All over the place I saw Barry at Sewanee, walking his dog, smoking a cigarette, eating a meal, sitting at a lecture. It was a comfort Barry was in the world. When we got back to Oxford, he was around there too, sitting on the porch of Square Books, whizzing by on his motorcycle, walking past the fountain on campus. And all that time, those few years I knew him, he was dying. Then recovering, then dying again, then Barry saw Jesus in his hospital room, and shared with his students the compassion and visions. It is humbling to think that all of us around at that time were taking his last hours with our little stories…and that he gave without a word, never resentful. He was giving everything away, including his things, a pair of binoculars, some signed books, and for me a painted egg given to him by Joy Williams.
But now, it is now, and Barry Hannah is gone. Just gone. And his death has brought much sorrow. Since then, I’ve taken the path Barry took by quitting the stupid boozing. And like Barry I have my own students. And like Barry I try to approach this world with a sense of wonder and conduct myself with a spirit of generosity, throwing my hours around asking for nothing in return. A Slave to my gut. Slave to the uncensored mind. I love the edges and the flaws more than the slick and well-trained. Barry always said that it was flaws that made good writing. “It’s your flaws that are going to save you.” Then he quoted Keith Richards, saying something like, “If I’d been a better guitar player, I wouldn’t have been so good.”
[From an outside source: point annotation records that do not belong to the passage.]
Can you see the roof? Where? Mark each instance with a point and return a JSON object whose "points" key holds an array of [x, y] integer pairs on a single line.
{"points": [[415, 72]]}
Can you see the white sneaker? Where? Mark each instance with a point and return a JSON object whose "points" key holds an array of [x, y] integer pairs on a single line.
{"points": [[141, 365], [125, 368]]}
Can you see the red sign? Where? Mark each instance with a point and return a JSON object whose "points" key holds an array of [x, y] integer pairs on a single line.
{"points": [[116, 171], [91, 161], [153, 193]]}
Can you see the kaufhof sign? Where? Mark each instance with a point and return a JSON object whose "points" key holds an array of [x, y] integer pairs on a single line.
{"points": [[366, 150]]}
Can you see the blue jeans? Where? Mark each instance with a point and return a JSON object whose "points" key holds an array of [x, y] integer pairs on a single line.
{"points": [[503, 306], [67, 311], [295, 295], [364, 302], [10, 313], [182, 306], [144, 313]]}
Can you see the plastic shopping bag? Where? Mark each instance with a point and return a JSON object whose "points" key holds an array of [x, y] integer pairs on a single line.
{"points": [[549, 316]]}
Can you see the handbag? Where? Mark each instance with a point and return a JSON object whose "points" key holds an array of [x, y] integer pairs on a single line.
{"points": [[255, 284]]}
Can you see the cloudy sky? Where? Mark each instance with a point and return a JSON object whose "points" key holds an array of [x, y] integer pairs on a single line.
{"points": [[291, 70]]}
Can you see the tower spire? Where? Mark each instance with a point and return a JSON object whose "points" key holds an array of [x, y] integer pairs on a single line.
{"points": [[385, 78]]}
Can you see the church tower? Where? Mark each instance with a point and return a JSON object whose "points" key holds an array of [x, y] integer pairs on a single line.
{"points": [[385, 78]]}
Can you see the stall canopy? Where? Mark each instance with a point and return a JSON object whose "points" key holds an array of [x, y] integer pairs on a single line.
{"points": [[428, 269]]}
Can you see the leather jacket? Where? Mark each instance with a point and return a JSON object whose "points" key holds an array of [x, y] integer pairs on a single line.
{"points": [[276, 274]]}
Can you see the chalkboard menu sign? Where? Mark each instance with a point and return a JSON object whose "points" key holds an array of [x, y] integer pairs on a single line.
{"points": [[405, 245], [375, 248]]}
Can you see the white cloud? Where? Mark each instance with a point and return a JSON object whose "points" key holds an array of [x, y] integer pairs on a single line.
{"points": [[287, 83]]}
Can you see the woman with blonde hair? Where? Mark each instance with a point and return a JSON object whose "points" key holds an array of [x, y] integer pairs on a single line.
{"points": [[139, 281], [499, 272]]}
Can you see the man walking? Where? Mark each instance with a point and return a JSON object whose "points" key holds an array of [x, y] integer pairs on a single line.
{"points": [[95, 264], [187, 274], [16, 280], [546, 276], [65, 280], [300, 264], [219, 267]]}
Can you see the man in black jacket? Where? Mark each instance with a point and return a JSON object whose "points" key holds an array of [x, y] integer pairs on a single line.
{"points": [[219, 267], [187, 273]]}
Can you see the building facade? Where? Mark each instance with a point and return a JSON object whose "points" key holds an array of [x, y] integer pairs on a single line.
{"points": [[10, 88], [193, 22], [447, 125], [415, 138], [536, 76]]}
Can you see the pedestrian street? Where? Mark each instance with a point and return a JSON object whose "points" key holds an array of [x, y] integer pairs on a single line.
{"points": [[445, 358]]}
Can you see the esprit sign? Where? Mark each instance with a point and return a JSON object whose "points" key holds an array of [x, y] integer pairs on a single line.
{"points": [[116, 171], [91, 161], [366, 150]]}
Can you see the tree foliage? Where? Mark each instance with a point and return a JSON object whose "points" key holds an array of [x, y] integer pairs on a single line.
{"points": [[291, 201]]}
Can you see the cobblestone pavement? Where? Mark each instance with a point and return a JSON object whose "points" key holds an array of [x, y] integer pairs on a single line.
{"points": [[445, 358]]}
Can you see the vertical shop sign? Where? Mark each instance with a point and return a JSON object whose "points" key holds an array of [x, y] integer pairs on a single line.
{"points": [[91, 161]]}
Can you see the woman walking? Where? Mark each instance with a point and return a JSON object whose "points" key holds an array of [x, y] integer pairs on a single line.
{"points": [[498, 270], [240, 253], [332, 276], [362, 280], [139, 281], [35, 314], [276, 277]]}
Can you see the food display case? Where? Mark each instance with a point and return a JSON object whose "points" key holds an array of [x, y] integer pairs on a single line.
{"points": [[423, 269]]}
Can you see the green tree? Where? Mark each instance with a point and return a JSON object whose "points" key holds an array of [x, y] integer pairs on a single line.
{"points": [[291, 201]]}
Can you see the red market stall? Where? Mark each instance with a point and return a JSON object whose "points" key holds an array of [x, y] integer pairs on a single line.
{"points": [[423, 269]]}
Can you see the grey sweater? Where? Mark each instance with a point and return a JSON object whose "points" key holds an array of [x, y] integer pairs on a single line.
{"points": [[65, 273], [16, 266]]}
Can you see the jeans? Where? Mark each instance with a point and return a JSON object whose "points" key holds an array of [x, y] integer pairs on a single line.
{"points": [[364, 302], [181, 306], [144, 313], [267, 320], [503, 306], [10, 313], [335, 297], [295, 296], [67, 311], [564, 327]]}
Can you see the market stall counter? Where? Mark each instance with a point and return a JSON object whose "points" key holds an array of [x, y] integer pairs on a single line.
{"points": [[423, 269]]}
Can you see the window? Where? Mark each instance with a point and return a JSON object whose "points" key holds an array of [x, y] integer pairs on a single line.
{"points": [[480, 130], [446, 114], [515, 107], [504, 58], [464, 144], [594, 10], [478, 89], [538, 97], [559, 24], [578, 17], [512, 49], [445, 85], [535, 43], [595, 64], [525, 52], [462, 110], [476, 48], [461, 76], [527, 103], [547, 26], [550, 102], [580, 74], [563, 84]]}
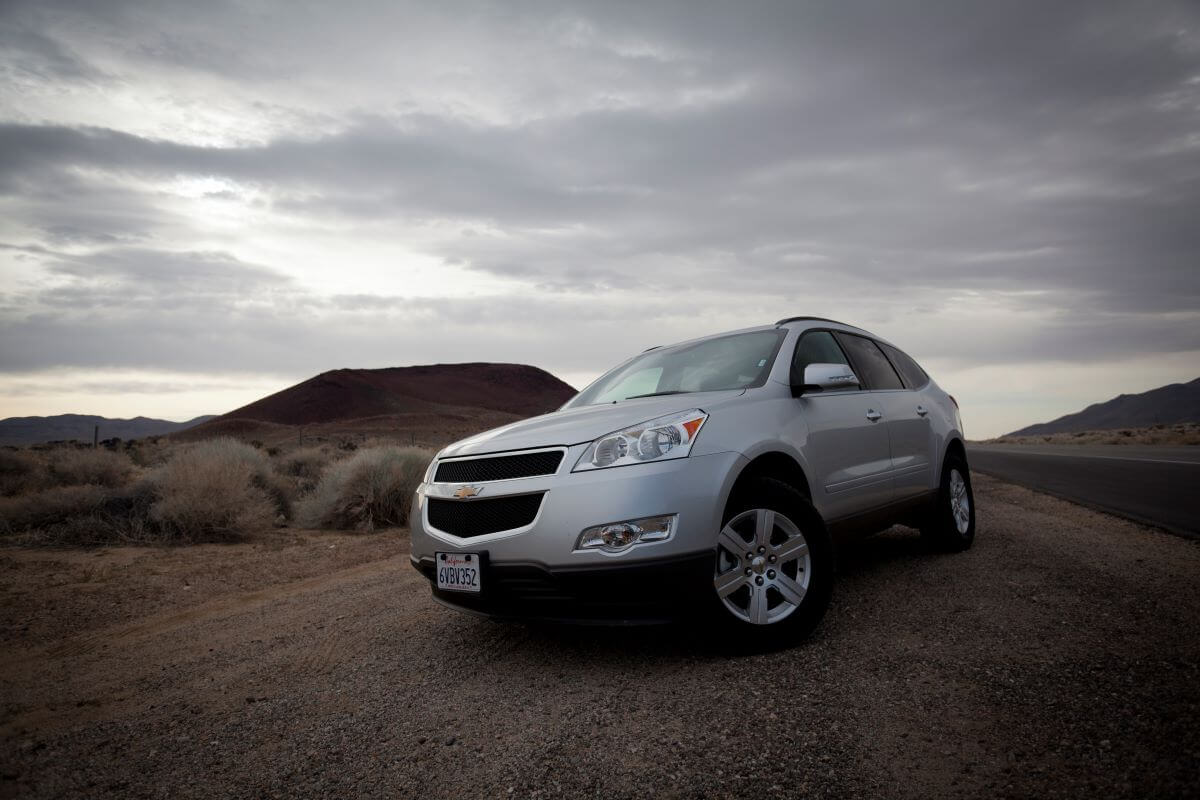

This fall I was in Oxford. I went to visit Barry, fresh in the ground. Strangely there was a bench placed right on top of him. I felt like the narrator in the poem, “An Elegy for Jane,” without a right to love him so much, not wife or colleague or daughter, not a pal or fellow gun shooter. He never took me to the dog races, never invited me home for a football game, but it was there--as I sat near the young weeping tree planted near his grave--that lucky feeling to know somebody like him, real love for what molds in the ground and cannot love you back. Our stories about the dark ages, of sinking so low having to be held behind lock and key— a woman called Anna Baker and a man called Barry Hannah. Barry who spoke to my future, saying, “Me first. You come later. Now go find somebody young, tell her the stories about love among strangers. Ask for nothing. Give everything. Write your books. Die loved.”
Anna Baker lives in St. Helena, CA. She was a John Grisham Fellow at the University of Mississippi and a Tennessee Williams Scholar at Sewanee Writers’ Conference. Her work has appeared in various literary journals such as Crazyhorse and Pleiades. Last year she was an instructor at Northern New Mexico College in Espanola, New Mexico. Currently, she is working on a cattle ranch and still writing.